Determine the closest point to an arbitrary number of rays, and optionally plot the results
:param rays: list of ray tuples (S, D) where S is the starting point & D is a unit vector
:return: scipy.optimize.OptimizeResult object from scipy.optimize.least_squares call
"""
# Generate a starting position, the dimension-wise mean of each ray's starting position
ray_start_positions = []
for ray in rays:
ray_start_positions.append(ray[0])
starting_P = np.stack(ray_start_positions).mean(axis=0).ravel()
# Start the least squares algorithm, passing the list of rays to our error function
ans = least_squares(distance, starting_P, kwargs={'rays': rays})
return ans
def distance(P, rays):
"""
Calculate the distance between a point and each ray
:param P: 1xd array representing coordinates of a point
:param rays: list of ray tuples (S, D) where S is the starting point & D is a unit vector
:return: nx1 array of closest distance from point P to each ray in rays
"""
dims = len(rays[0][0][0])
# Generate array to hold calculated error distances
errors = np.full([len(rays)*dims,1], np.inf)
# For each ray, calculate the error and put in the errors array
for i, _ in enumerate(rays):
S, D = rays[i]
t_P = D.dot((P - S).T)/(D.dot(D.T))
if t_P > 0:
errors[i*dims:(i+1)*dims] = (P - (S + t_P * D)).T
else:
errors[i*dims:(i+1)*dims] = (P - S).T
# Convert the error array to a vector (vs a nx1 matrix)
return errors.ravel()
A ray can be parameterized as $R(t) = S + t D$ where $S$ is the starting point, $D$ is the direction unit-vector and $t$ is a positive scalar.
The closest point on the ray to a point $P$ is the projection of the point on the ray or the point $S$ itself.
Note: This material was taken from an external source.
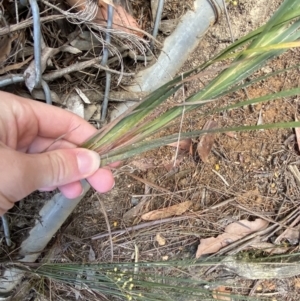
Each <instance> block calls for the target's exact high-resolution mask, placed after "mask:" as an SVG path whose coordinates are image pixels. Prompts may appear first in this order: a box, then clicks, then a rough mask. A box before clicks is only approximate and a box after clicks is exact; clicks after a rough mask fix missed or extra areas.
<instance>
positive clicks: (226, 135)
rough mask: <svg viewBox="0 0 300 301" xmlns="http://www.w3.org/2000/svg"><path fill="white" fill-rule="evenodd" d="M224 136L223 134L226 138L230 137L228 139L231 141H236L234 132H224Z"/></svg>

The projection is given by:
$t_P = D \cdot (P - S) / (D \cdot D)$
The distance $E$ is:
$E = \| P - (S + t_P D) \|$ iff $t_P > 0$ $E = \| P - S \|$ iff $t_P \leq 0$
The problem to solve is then minimize the functional:
arg $\min_P \sum_i^n{ E_i(P)^2}$
The problem is linear least squares, however since the distance is piecewise function, probably will need to iterate on the solution using Gauss-Newton kind of solver until reaching covergence.
Let us define a function $F_i(P)$ that returns a column vector, such that $E_i(P)^2 = F_i(P)^T F_i(P)$. Such function is defined as:
$F(P) = P - (S + t_P D)$ iff $t_P > 0$ $F(P) = P - S$ iff $t_P \leq 0$
For using Gauss-Newton solver to find a solution you have to provide an starting point $P$ (that can be the average of ray locations), a $3n \times 1$ vector of errors (assuming 3D vectors are used), which is stacking the output of individual $F_i(P)$, and a $3n \times 3$ jacobian matrix, which is stacking the individual $3 \times 3$ jacobian matrix of $F_i(P)$.